What religion doesn’t have iconography? Christians have the crucifix and the Jesus fish. Catholics have the bleeding, tortured form of Christ on the Cross and Scientologists have their own gold crucifix with a star at its center.

The Church of the SubGenius hits you with iconography like the impact of  a thrown cream pie to the face. Flying saucers discharging disintegration beams into burning hordes of retreating humans, the grinning mug of Bob, a cross with a pipe dangling from its side, smiling, black-eyed demonic figures looming in like a nightmare, even the symbol of JHVH-1, with beetling, menacing eyebrows, a winged one-eyed pyramid hovering out of his forehead, and a large clawed hand tearing the roof off a house.

So the real question is asked: Where does the joke end and the religion begin?

The Church of the SubGenius is very quick to get your money as fast as possible. The only sin in the Church of the SubGenius is to not send them $30 to become a member for life, thus guaranteeing personal salvation. In fact, the religion claims, if you die and end up in some boring hell, Bob Himself will appear before you and give you a check for $90 and a booklet entitled, “How to Enjoy Hell for Five Cents a Day.”

This business of making money is not disguised in the least. You can get their bible, “The Church of the SubGenius,” several other books including “Revelation X, The Bob Apocryphon,” monthly publications, t-shirts, coffee mugs, and bumper stickers.

But the core of the religion is the idea that every religion is a potential rip-off, and that the goal of any human get-together is to laugh it up. Even the origin of their religion is nothing more than a mutant hybrid of every other belief system you might come across.
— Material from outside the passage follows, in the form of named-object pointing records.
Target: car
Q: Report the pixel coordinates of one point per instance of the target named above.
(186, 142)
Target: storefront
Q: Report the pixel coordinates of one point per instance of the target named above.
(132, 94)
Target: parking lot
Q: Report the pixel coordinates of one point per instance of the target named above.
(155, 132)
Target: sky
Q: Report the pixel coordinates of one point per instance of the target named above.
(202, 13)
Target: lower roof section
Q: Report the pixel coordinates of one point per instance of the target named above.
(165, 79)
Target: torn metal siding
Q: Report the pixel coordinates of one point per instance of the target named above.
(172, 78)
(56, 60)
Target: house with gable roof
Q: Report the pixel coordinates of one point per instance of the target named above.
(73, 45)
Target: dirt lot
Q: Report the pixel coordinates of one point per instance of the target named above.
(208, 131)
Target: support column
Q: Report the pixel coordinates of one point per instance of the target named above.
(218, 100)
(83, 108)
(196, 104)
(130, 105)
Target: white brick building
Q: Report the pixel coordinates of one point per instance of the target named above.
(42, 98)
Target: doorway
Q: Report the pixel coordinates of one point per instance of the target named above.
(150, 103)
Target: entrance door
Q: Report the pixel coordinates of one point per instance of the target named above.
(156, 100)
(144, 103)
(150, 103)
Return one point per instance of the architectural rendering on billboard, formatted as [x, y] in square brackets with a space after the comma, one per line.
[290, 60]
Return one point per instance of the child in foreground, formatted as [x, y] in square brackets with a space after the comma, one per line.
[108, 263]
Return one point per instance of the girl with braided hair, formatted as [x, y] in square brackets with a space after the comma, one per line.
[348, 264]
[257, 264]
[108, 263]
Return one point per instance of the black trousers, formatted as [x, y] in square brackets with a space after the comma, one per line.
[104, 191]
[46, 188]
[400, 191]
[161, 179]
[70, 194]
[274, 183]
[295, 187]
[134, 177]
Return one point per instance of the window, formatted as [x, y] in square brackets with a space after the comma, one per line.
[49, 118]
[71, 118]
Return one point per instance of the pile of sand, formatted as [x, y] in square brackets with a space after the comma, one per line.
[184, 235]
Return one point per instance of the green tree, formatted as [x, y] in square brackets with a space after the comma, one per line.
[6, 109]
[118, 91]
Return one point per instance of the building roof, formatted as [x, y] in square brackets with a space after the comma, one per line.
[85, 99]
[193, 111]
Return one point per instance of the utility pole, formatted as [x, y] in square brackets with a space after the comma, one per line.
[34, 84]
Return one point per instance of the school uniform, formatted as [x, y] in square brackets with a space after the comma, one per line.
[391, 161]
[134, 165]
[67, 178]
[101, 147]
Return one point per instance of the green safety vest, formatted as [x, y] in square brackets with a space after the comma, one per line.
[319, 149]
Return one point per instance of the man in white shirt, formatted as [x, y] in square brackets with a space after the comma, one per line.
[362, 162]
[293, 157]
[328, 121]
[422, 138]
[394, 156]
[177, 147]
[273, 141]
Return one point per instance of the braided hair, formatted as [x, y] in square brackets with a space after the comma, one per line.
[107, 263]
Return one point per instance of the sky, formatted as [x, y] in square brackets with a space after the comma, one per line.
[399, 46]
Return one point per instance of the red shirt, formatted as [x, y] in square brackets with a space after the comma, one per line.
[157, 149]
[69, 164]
J.R. “Bob” Dobbs was a drilling bit salesman until one day he saw a vision of God, or “JHVH-1” on his television, and proceeded to spread the word about slack. Slack is the ultimate goal of the Church, to realize that day-to-day existence is a waste of time and the pursuit of serious fun is the only worthwhile, attainable goal.

Bob realized that amongst normal humanity (referred to as “Pinks”) are descendents of the Yeti, a super-race created by aliens called “X-ists,” and anyone joining the Church of the SubGenius is a Yeti, and therefore superior to the unwashed masses. Bob eventually died in a conspiracy reminiscent of the assassination of J.F.K., only to be resurrected over and over again.

This parody is a constant, enabled by a bewildering cast of characters and events due to the open-source nature of the glossary of terms the Church of the SubGenius espouses. Jesus is there. So is Satan. Godzilla makes an appearance as the deity “Fastitocalosaurus.” There are also “Green Energy Demons” (which are strange creatures that appear when you stare into a light bulb too long and look away) and “The Bleeding Head of Arnold Palmer,” a plaster golf-trophy head of the famous world-cup champion golfer, Arnold Palmer, smeared with red paint, which is the oldest and most powerful object in the universe.

But what religion is complete without its Armageddon? The SubGenius have “X-Day”, when “Xists,” servants of JHVH-1, will travel to Earth in flying saucers to save the SubGeniuses from death when the planet is blown up. Aboard these saucers are “Sex Goddesses” that will reward the true believers. D-Day was supposed to happen on July 5th, 1998. Some claim it did, but JHVH-1 rebooted Earth to give everyone a second chance. Others believe that the original prophecy was read upside-down, and the real D-Day will be in the year 8661.

If the Church of the SubGenius has a holy day, July 5th is it, and on this day believers congregate at “Devivals” to celebrate with punk music, commercialism, stand-up comedy, religious satire and self-parody. There are even baptisms, where people can have their sins washed away…and receive new ones in return.

There is a Zen-logic in the Church of the SubGenius that makes it too big to merely describe. Look it up yourself at, and no matter what you believe, if you send $30 you will be saved…or triple your money back.